In a conference held at Tel Aviv University, a well-known researcher announced, “The Israeli public is simply not rational.” Except that in decision-making, there’s a third option as well, which pollsters very rarely ask about: the option of maintaining the current situation. In the few cases in which this option is offered to respondents, it turns out that a growing number of Israelis prefer it to disengagement or annexation. Sometimes it even gets a majority.
This fact discomforts many commentators. Could it be that Israelis truly want occupation? That they truly vote for apartheid? But if you put the moral consideration aside, the status quo appears to be the preferred option for Jewish Israelis, at least in the short term. While the occupation exacts an economic price and international isolation, if you consider simple profit-and-loss analyses, it is better than the other options.
Annexation of the territories will significantly alter the demographic balance and the character of the country, while evacuating settlements and establishing a Palestinian state entails security risks (that the left tends to downplay) and disputes that could lead to civil war. It’s not that the Jewish public is happy with the present situation or particularly wants to rule over the Palestinians — it just prefers this situation to the alternatives.
There is no one who better recognixes this and adheres to the status quo than Benjamin Netanyahu. The prime minister learned the necessary lessons from losing power in his first term, and turned solving incidental problems and stagnation into art forms. Therein lies his attraction: Despite all of the talk of a vision and a path, the prime minister mainly offers Israelis a continuation of the current situation.

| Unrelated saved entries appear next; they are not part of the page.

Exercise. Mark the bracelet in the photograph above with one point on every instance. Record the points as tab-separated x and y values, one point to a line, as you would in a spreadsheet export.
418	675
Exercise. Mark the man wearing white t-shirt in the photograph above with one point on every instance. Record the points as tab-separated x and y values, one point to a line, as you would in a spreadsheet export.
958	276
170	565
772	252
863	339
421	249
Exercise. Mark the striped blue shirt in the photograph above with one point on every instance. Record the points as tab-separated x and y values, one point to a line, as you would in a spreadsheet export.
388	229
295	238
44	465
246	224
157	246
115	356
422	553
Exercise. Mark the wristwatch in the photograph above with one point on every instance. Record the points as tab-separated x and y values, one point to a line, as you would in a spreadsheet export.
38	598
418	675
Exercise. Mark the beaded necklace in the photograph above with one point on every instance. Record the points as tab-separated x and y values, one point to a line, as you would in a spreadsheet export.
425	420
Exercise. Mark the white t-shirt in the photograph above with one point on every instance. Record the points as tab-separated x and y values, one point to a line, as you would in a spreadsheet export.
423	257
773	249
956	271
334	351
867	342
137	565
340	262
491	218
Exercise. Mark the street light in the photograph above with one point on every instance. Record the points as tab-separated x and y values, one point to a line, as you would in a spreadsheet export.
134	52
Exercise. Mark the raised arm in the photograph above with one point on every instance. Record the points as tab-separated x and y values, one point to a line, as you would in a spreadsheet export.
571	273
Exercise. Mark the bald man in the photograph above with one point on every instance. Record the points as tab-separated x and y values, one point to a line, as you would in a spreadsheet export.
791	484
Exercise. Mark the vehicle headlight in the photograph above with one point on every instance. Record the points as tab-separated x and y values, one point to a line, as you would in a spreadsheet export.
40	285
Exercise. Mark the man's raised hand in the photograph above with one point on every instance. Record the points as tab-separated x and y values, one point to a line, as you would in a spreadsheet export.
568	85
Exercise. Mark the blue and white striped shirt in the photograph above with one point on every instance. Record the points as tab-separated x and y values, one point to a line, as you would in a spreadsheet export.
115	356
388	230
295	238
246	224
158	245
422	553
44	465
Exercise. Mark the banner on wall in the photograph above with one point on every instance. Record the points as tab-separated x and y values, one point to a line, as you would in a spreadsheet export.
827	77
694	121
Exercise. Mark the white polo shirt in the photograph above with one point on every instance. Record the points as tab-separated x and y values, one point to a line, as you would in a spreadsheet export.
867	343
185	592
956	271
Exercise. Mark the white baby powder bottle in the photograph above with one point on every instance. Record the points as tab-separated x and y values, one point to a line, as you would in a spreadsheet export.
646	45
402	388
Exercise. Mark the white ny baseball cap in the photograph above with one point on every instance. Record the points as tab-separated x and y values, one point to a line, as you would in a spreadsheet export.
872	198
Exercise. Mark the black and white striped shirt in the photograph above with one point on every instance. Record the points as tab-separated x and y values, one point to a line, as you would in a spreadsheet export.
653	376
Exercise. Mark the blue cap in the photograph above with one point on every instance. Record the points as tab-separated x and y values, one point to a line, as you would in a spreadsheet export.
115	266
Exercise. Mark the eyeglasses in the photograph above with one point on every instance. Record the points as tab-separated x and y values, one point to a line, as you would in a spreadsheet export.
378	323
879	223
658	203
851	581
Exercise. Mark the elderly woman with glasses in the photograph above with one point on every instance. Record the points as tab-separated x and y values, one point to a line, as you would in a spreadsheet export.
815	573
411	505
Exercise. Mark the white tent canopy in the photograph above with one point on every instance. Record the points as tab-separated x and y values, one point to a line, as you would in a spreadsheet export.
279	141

Slowly but surely, the understanding that this is the real desire of the Israeli voter is trickling down to the rest of the political establishment, and at present, the main disagreement between the prime minister and his critics from the center lies in the best way to strengthen the status quo. While Netanyahu and Shelly Yachimovich seek to ignore the Palestinian issue altogether, Tzipi Livni and Yair Lapid believe in negotiations to help take pressure off of Israel and thus, paradoxically, also help maintain the present situation. Regardless of the expected achievements of the candidates for the premiership, when it comes to the fundamental question of Israeli existence, the coming election has already been called.
They say that global climate change takes place at a pace slow enough for politicians to ignore it. The same can be said today for the occupation, and for the destructive processes it has brought upon the state of Israel. The deepening racism, rising corruption, militarism and loss of international legitimacy — all of these are happening slowly. At any given moment, the alternatives look worse and the desire for change lessens. Thus there is a growing sense that the state of Israel won’t be able to bring about the end of the occupation on its own, and will require serious pressure from outside in order to wean the public and the political establishment from its addiction to the status quo.